Despite it all I agree that some redundancy in the financial market is a good thing and to be sure, we already have some of that (competition between banks, credit unions, etc) and much of what he suggests I support. But a riskless world is not optimal and I wouldn't go so far as to ban complex financial products.

Sunday, July 04, 2010

"Regulation lags innovation."

That's from the always insightful Richard Posner. Here's more:
Everything conspires against a government’s being able to protect its people against disasters, whether natural or man-made. A factor that retards prevention of man-made disasters is the rapid and relentless advance of technology. Regulation lags innovation. The Federal Reserve, Treasury Department, and SEC were no more able to keep abreast of advances in financial engineering than MMS was to keep abreast of advances in drilling for oil at very great depths under water. Slack regulation encourages private companies to adopt a high-risk business model.

Two final problems illuminate the nation’s vulnerability to disasters. First, it is very hard for anyone to get credit for preventing a low-probability disaster. Because such a disaster was unlikely to occur, the benefits of taking action beforehand could not be assessed unless the preventive action took the form of a dramatic last-minute save.

The second problem is that there are so many risks of disaster that they can't all be addressed without bankrupting the world many times over. In fact, they can’t even be anticipated.

Wednesday, June 30, 2010

Happy Birthday Bastiat!

Here's some of his best works. Here's another great work: Economic Sophisms. Here's a bio.

Tuesday, June 29, 2010

Inequality and Debt

Krugman recently posted these slides on economic inequality and if it is related to economic disasters. He measures inequality by how much of the total wealth the top 1% own (which isn't bad though I'd prefer a Herfindahl index, which is commonly used to measure the concentration of firms in an industry, or the Gini coefficient, which is used to measure income inequality) and notes how it follows household debt (which of course isn't the same thing as a recession but I think he's using debt as a proxy for financial instability...whatever). I can only assume Krugman is using the data from slide 9 and adjusting the debt by housing assets. People borrowing in step with the value of their house isn't news.
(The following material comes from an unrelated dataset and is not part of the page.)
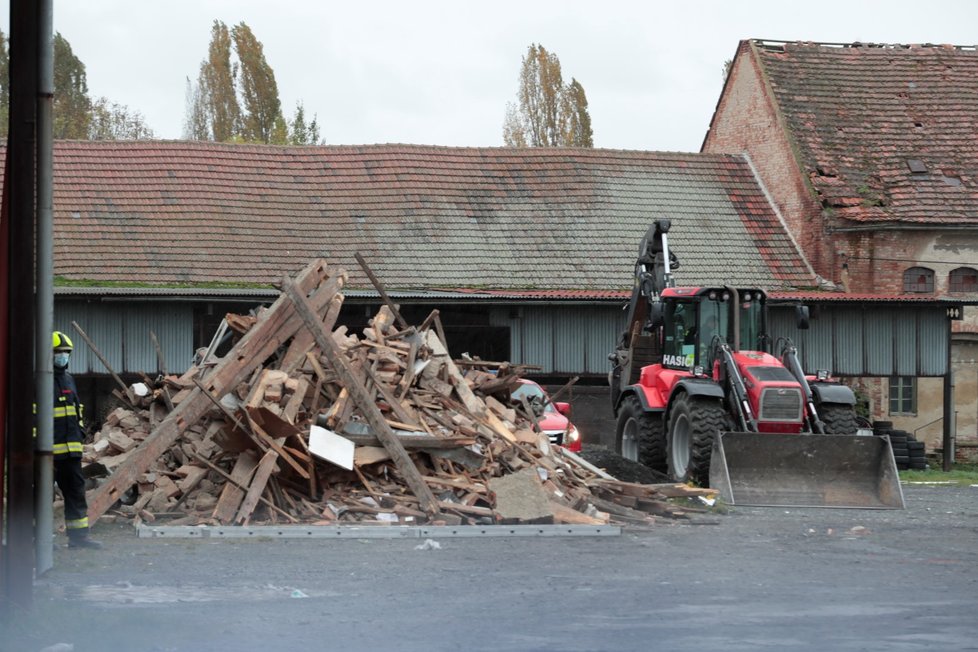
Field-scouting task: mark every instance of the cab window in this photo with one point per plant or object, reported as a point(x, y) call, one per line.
point(679, 341)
Admittedly, there appears to be a connection and Krugman proposes three explanations.
1. Coincidence
2. Common causation –e.g., neoliberal ideology
3. Actual causation: inequality somehow creates macroeconomic vulnerability
He admits he doesn't have an explanation for option three.
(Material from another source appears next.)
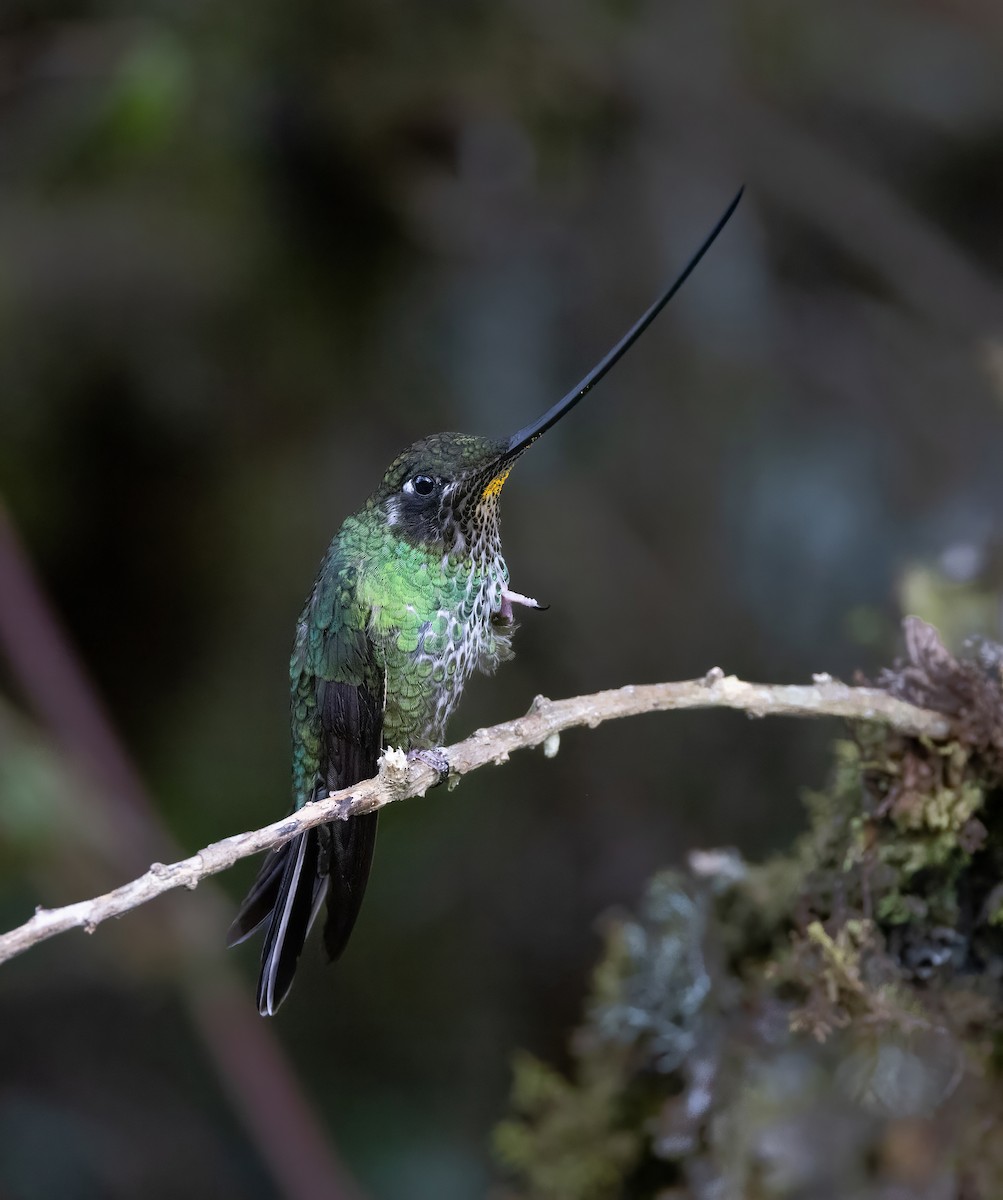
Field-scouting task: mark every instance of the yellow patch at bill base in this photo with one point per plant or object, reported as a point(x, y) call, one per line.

But between common causation and actual causation he misses one: reverse causation. People borrow because they spend it (you don't just borrow for fun, after all; you have to pay interest on that money). With lots of people spending more money, much of it flows into the hands of the wealthy in the form of dividend payments and large bonuses for successful quarterly earnings statements. Yes, some of it will go to workers in the form of higher wages and new hires, but from what I understand about corporate structure, the sum of the lower 99% will be less than the sum of the upper 1% so the very richest get wealthier compared to everyone else.
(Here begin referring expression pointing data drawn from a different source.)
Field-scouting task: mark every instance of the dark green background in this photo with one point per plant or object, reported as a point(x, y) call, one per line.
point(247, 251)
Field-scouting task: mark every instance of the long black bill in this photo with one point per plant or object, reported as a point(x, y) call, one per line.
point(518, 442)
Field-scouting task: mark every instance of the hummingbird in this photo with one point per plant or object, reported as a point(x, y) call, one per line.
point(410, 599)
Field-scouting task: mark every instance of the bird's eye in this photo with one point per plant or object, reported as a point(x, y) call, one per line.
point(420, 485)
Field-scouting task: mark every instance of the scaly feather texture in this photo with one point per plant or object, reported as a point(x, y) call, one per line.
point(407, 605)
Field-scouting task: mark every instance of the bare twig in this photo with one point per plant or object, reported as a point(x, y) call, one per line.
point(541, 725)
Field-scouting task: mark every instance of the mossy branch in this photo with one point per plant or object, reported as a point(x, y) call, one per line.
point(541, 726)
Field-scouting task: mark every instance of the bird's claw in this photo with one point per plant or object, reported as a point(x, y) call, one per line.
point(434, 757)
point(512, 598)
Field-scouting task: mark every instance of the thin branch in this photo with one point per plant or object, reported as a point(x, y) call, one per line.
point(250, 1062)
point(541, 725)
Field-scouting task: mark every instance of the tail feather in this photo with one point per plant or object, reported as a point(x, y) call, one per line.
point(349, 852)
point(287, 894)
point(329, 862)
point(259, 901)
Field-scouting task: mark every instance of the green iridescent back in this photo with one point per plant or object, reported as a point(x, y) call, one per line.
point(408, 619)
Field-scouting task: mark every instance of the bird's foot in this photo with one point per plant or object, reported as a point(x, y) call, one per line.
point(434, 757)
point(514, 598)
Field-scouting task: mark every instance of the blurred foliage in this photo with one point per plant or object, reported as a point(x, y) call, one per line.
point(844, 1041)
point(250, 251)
You could try to tell the story the other way: greater inequality encourages people to borrow so they can "keep up with the Jones's" but people tend to compare themselves with their neighbors, not their bosses. The debt tends to go with the bottom 99% but the graph shows the top 1% with a larger share. We don't really know what's happening to the various income levels of everyone else, again highlighting the use of following an index that includes everyone: not just the very top.